Bash Remove Section (cut)

Extract specific portions of text from lines

✂️ What is cut?

cut extracts specific sections from each line of text. It's perfect for extracting columns from delimited files, getting specific characters, or processing structured data by selecting only the fields you need from input.


# Extract first field from CSV
cut -d',' -f1 data.csv

# Extract characters 1-5
cut -c1-5 file.txt
                                    

cut Basics

📋

Extract Fields

Get specific columns

cut -d',' -f1 file.csv
🔤

Extract Characters

Get character positions

cut -c1-10 file.txt
📊

Multiple Fields

Extract several columns

cut -d',' -f1,3,5 file.csv
🔀

Field Ranges

Get range of fields

cut -d':' -f1-3 file.txt

🔹 Extracting Fields by Delimiter

The cut command is purpose-built for extracting specific columns from structured text using a defined delimiter. Its syntax, cut -d':' -f1, is straightforward for simple column extraction tasks. It's often the fastest tool for jobs like getting usernames from /etc/passwd or extracting specific columns from CSV exports before importing them elsewhere. While less flexible than AWK for complex logic, cut offers superior performance and simplicity for straightforward field-slicing operations in pipelines and scripts.

# Extract first field from CSV
cut -d',' -f1 data.csv

# Extract second field from colon-separated file
cut -d':' -f2 /etc/passwd

# Extract multiple fields
cut -d',' -f1,3 data.csv

# Extract field range
cut -d',' -f2-4 data.csv

Input (data.csv):

John,25,Engineer,NYC
Sarah,30,Designer,LA
Mike,28,Developer,SF

Output (cut -d',' -f1,3):

John,Engineer
Sarah,Designer
Mike,Developer

🔹 Extracting Characters

When data is in fixed-width format—common in legacy system reports or certain log files—cut -c is the ideal tool. It extracts based on character position, not delimiters. For example, a file might have a date in characters 1-10, an ID in 11-20, and a status in 21-25. cut -c1-10,21-25 file.txt would extract just the date and status. This positional addressing is precise and reliable for formats where column boundaries are strictly defined by character count.

# Extract first 5 characters
cut -c1-5 file.txt

# Extract characters 10 to 20
cut -c10-20 file.txt

# Extract specific positions
cut -c1,5,10 file.txt

# Extract from position 5 to end
cut -c5- file.txt

# Extract up to position 10
cut -c-10 file.txt

Input:

Hello World 2024
Bash Tutorial Here

Output (cut -c1-5):

Hello
Bash 

🔹 Extracting Bytes

The -b option in cut performs byte-level extraction, which is distinct from character extraction in multi-byte character encodings. In UTF-8, a single character like 'é' may be encoded as two bytes (C3 A9).

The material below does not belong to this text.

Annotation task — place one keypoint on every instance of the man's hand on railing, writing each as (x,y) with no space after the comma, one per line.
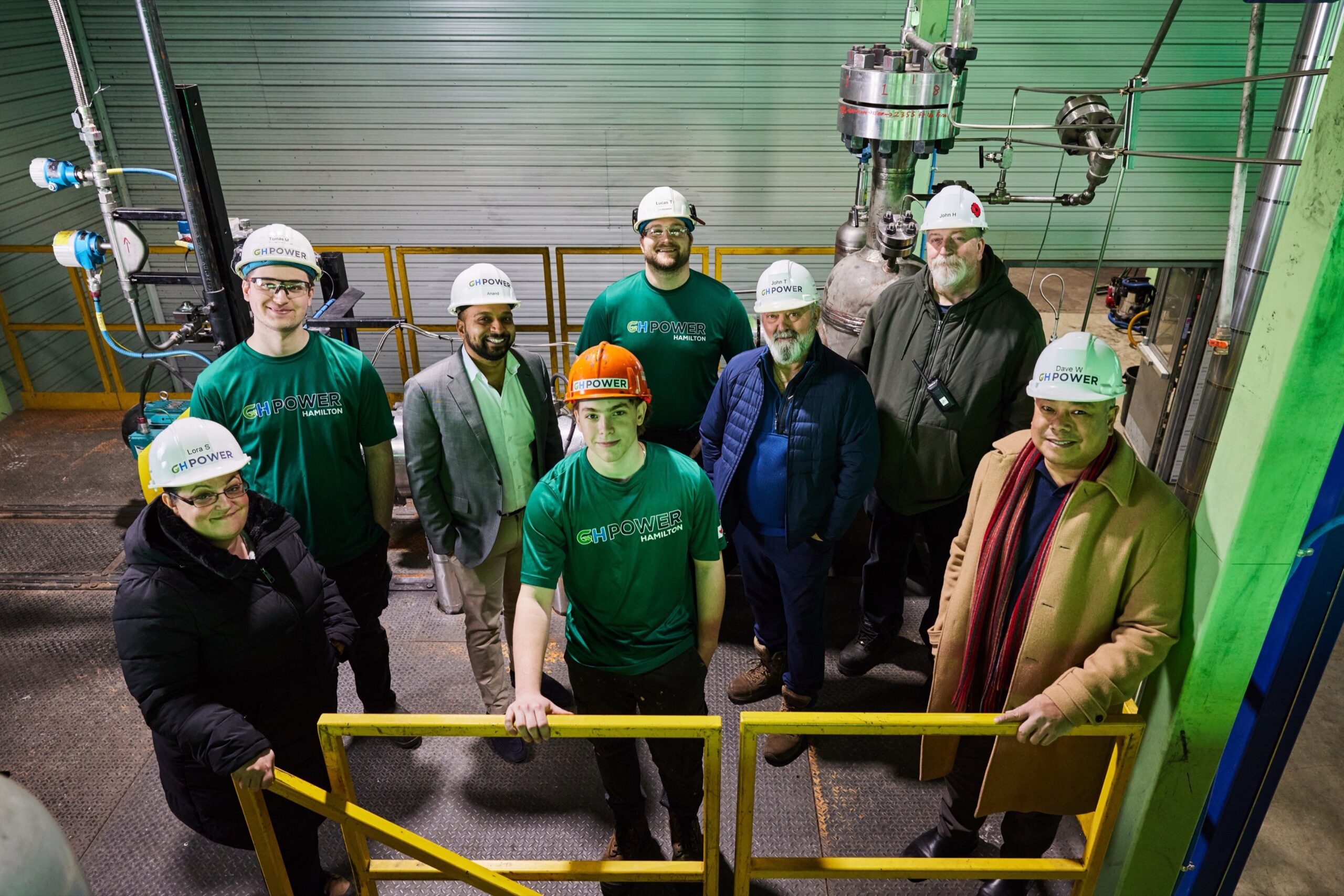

Using -c would treat it as one character, while -b would treat it as two separate bytes. This distinction is critical when processing binary data, network packets, or ensuring compatibility with systems that require precise byte offsets, making -b essential for low-level data manipulation.

# Extract first 10 bytes
cut -b1-10 file.txt

# Extract bytes 5 to 15
cut -b5-15 file.txt

# Extract specific byte positions
cut -b1,5,10,15 file.txt

Bytes vs Characters:

  • -c: Works with characters (multi-byte aware)
  • -b: Works with bytes (raw data)
  • For ASCII text, -c and -b produce same results
  • For UTF-8 text, -c handles multi-byte characters correctly

🔹 Multiple Field Selection

cut allows selective extraction of non-adjacent fields by listing them with commas, providing great flexibility. For instance, to get the 1st, 3rd, and 5th fields from a colon-delimited file: cut -d':' -f1,3,5. This capability lets you project only the necessary columns from a wider dataset, reducing output clutter and improving processing efficiency in subsequent pipeline stages. It’s a data reduction technique that keeps commands clean and focused on the relevant information.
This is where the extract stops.